QUESTION: Okay. But will you agree with me there was a very, very detailed history about nutrition and other aspects of the patient's life?
ANSWER: That's fine but that has nothing to do with structural examination or history. That's right.
QUESTION: Would you also agree with me there were sections in that intake [questionnaire] where the patient was asked to provide a history of illness why [she] came to see the doctor?
ANSWER: Yes.
QUESTION: And that was blank, right?
ANSWER: Some parts were but she put in there her main complaint was yeast, hair loss, you know, a couple of other things, but they were all non-related to spinal or musculoskeletal issues.
QUESTION: Okay. Would you agree with me that the plaintiff did not disclose to Dr. Bump in those intake forms she saw Dr. Grano back in 2007-2008?
ANSWER: She didn't say anything about that, no.
QUESTION: Okay. She didn't disclose that she had ten out of ten back pain back in . . . 2007-2008, right?
ANSWER: No, she didn't because at the time she went to see this doctor she had no complaints in the thoracic spine. . . .
As part of plaintiff's motion for a new trial, plaintiff's counsel argued in the alternative that the verdict sheet should have contained an allocation of plaintiff's fault in case the jury found "to some degree she was responsible for that failure." Doing so would have diluted the jury's consideration of Dr. Bump's duty. Importantly, however, at the charge conference (before his motion for a new trial where he asked alternatively for a special verdict question to evaluate comparative negligence), plaintiff's counsel maintained that "there's no legal basis for imposing . . . that responsibility on [plaintiff]." At that conference, plaintiff's counsel asked the judge to charge the jury that "there is no legal basis or factual basis in this case . . . [to] base an assessment that [plaintiff] was required to disclose [her prior back problems] unless she was specifically asked [for that information]." Therefore, there was no basis to include a question on the verdict sheet about plaintiff's comparative negligence.
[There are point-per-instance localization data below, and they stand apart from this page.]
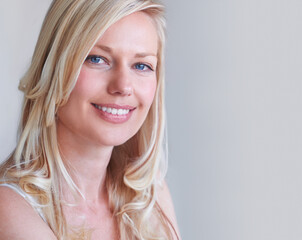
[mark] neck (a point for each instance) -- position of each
(86, 164)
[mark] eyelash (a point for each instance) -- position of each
(95, 56)
(105, 60)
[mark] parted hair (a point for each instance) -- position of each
(136, 168)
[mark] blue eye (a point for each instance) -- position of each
(95, 59)
(143, 67)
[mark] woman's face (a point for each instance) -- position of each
(116, 85)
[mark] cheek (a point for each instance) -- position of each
(86, 84)
(147, 92)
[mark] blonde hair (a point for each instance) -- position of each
(70, 30)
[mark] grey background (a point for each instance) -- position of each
(234, 111)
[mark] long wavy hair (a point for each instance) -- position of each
(69, 31)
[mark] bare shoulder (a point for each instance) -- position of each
(18, 220)
(166, 204)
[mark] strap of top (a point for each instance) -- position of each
(30, 199)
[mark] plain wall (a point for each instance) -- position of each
(234, 111)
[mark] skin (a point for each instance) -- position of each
(120, 69)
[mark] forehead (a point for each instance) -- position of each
(135, 32)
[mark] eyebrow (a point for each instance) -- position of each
(137, 55)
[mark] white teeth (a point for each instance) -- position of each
(113, 111)
(120, 112)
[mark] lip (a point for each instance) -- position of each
(112, 118)
(112, 105)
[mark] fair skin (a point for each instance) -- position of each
(119, 73)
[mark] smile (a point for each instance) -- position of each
(111, 110)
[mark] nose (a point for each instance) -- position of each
(120, 82)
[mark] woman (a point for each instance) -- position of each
(89, 160)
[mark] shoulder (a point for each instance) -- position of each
(166, 204)
(18, 218)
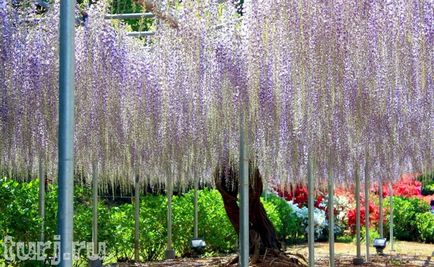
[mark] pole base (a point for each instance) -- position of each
(170, 254)
(358, 261)
(95, 263)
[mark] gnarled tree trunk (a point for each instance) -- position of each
(262, 234)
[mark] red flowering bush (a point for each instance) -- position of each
(406, 186)
(374, 215)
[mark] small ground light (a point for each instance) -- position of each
(197, 245)
(379, 245)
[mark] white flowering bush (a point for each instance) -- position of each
(320, 221)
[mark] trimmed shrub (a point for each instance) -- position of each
(425, 226)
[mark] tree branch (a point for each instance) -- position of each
(150, 6)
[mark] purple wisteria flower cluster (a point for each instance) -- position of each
(348, 83)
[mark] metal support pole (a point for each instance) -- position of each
(367, 211)
(196, 208)
(391, 216)
(170, 253)
(380, 200)
(66, 131)
(358, 260)
(95, 208)
(311, 223)
(244, 196)
(137, 220)
(42, 199)
(331, 218)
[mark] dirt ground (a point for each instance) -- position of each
(407, 254)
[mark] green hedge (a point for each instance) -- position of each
(405, 212)
(19, 219)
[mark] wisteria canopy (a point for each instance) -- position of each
(344, 82)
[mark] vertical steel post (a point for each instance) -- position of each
(95, 207)
(170, 253)
(358, 260)
(42, 199)
(137, 220)
(331, 217)
(196, 208)
(66, 131)
(391, 216)
(244, 195)
(311, 228)
(380, 200)
(367, 210)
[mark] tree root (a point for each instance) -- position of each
(274, 258)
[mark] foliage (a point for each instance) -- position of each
(427, 180)
(373, 233)
(405, 211)
(287, 224)
(374, 215)
(425, 226)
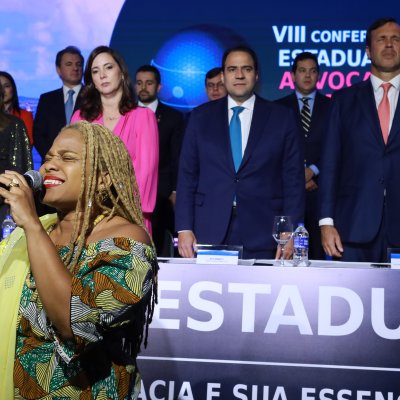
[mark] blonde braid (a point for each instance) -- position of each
(103, 153)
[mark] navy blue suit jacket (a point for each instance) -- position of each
(358, 169)
(49, 119)
(269, 182)
(313, 141)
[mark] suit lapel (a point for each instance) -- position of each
(222, 126)
(258, 121)
(394, 130)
Instead, the final jury instructions tracked the model jury charge for medical malpractice cases. Pertinent to this appeal, the charge addressed whether Dr. Bump deviated from the accepted standards of care in the chiropractic industry. The judge explained that the experts furnished opinions about those standards.
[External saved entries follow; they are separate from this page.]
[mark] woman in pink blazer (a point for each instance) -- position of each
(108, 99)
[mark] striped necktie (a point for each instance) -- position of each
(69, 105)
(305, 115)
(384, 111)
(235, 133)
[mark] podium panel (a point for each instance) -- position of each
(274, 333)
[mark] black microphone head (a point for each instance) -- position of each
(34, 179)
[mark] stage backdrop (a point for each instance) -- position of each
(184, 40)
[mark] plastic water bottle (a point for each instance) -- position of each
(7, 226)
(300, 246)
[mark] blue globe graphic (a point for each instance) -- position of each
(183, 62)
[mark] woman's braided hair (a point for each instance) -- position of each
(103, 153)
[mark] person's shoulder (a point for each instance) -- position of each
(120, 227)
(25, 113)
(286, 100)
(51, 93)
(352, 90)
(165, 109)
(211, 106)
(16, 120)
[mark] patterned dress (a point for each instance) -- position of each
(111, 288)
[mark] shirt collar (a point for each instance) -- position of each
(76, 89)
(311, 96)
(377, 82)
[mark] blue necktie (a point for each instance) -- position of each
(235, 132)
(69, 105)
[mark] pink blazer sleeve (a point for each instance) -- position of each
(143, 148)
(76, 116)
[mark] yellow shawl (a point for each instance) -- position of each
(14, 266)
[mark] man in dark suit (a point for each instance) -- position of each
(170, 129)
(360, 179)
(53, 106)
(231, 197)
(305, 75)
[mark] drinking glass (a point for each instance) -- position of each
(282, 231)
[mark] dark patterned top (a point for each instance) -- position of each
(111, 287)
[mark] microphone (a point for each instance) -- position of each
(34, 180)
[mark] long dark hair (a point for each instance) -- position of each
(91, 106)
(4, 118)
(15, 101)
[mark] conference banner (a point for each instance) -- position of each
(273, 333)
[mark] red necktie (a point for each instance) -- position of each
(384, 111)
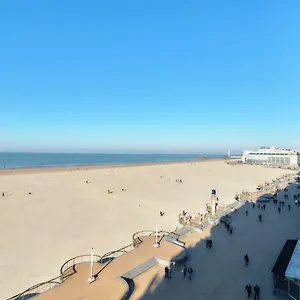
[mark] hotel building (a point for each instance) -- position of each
(272, 156)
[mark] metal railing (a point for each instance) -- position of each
(75, 261)
(137, 235)
(37, 289)
(117, 253)
(66, 267)
(288, 287)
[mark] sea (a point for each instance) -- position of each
(31, 160)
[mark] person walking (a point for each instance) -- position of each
(166, 272)
(170, 272)
(184, 270)
(256, 292)
(190, 271)
(248, 288)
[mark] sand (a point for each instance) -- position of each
(64, 216)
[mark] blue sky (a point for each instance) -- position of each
(154, 76)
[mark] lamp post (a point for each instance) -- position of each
(92, 277)
(156, 236)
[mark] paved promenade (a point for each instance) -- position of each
(220, 273)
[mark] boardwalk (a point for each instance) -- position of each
(220, 273)
(109, 284)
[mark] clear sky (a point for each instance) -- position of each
(163, 76)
According to plaintiff's expert, and applicable to the issues on appeal, minimum accepted standards required Dr. Bump to perform a "proper and thorough physical examination" and obtain a full medical history, using the questionnaire as a starting point. Dr. Bump's expert testified that there is no requirement, under the facts of this case, that a doctor perform a full evaluation before adjusting a patient's spine. His expert then elaborated on how Dr. Bump complied with the accepted standards when he adjusted plaintiff's spine, i.e., by discussing the adjustment with plaintiff and by adhering to the proper procedure for performing the anterior adjustment.
Finally, plaintiff urges us to declare on broad public policy grounds that a doctor's reliance on a medical questionnaire for prior illnesses does not obviate a healthcare provider's obligation to obtain a patient's full medical history. Developing public policy of the State of New Jersey is best left to the other two branches of government. See e.g., In re Declaratory Judgment Actions, 446 N.J. Super. 259, 286 (App. Div. 2016); State v. Saavedra, 433 N.J. Super. 501, 525 (App. Div. 2013).
To the extent we have not addressed plaintiff's remaining claims, we conclude they lack sufficient merit to warrant discussion in a written opinion. R. 2:11-3(e)(1)(E).
Affirmed. I hereby certify that the foregoing is a true copy of the original on file in my office.